General information
Category:
Coding, syntax & commands
Environment versions
Network:
Windows 2000 Server
Al,
>>>Or, you could use a VFP timer control, and set its .Interval property to 900000 (900,000 milliseconds, equal to 900 seconds or 15 minutes).
>>
>>The more you have to be certain of the exact time of restart, the more I'ld argue for a faster timer (say around 100-10000ms) checking clock time against a start time as a property. 9000 timer wakeups and checks is nothing making the cpu load twitch...
>
>Interesting point. Have you had any experiences with long-running timers being inaccurate?
We encountered a situation were a single long-duration timer did not *always* cause re-start at expected time - caught it in testing but never found a decent explanation what was happening.
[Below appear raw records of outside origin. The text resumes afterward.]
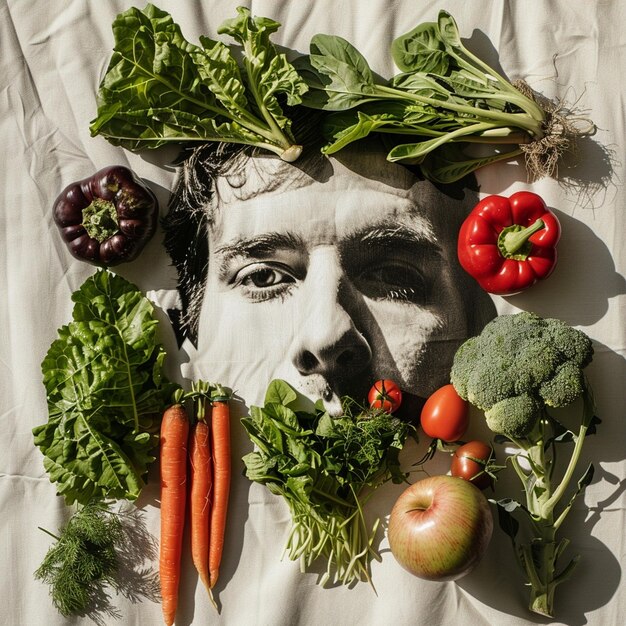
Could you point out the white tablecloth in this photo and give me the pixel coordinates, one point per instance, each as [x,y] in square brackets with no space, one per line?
[53,55]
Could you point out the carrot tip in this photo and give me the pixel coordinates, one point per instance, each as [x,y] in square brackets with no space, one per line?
[213,577]
[212,599]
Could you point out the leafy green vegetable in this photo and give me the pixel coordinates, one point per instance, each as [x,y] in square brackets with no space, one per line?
[83,561]
[105,393]
[443,95]
[324,468]
[159,88]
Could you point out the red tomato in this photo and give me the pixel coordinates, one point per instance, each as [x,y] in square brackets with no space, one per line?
[385,395]
[445,415]
[469,461]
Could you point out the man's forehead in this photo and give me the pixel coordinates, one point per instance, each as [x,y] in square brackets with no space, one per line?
[254,176]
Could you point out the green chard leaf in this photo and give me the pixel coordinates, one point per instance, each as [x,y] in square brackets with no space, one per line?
[160,89]
[103,380]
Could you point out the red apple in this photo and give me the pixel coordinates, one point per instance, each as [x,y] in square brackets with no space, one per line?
[440,527]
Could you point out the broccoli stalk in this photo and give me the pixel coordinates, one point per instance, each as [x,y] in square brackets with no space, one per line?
[515,370]
[538,558]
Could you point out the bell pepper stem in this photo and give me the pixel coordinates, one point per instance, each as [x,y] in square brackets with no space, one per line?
[513,240]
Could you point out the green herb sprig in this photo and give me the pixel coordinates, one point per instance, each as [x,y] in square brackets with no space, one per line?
[325,468]
[83,561]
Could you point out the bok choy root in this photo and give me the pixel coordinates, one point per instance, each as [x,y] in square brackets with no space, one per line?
[444,100]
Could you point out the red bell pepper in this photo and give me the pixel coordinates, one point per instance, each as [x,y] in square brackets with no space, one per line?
[508,244]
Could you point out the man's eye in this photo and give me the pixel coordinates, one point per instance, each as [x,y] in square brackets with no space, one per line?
[393,281]
[261,281]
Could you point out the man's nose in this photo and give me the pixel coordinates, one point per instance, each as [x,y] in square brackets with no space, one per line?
[328,342]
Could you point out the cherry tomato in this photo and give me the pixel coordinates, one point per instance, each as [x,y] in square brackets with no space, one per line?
[469,461]
[385,395]
[445,415]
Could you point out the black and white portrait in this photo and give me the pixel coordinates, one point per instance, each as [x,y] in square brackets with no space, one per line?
[330,272]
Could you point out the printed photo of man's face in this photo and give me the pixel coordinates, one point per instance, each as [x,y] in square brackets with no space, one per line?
[332,276]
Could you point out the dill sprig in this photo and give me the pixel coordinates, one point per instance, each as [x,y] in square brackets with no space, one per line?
[83,561]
Logged correct timer settings at setup, but wakeup did not always happen. Convoluted app including a few OCX and sometimes DDE, so analysing in depth was not done/wished for, only a quick check over by 3 pairs of other eyes usually quick to spot errors and nobody saw a mistake. Working with a task semaphore and firing until work was clearly running at least guaranteed the behaviour wished for - a "fix" seen from project spec but not from code understanding<g>.
>
>I would have thought that, internally, a timer control would already be doing exactly what you propose - record the start time, then periodically check the RTC. But, if it's a "dumb" timer that's just counting clock ticks, I suppose it could be inaccurate if the ticks are not accurate or not consistent.
As the timer does not interrupt running fox code (supposedly queing timer events) and I have NO idea what happens when the app is executing OCX code I made the above my usual pattern since then. Takes minimal amount of code.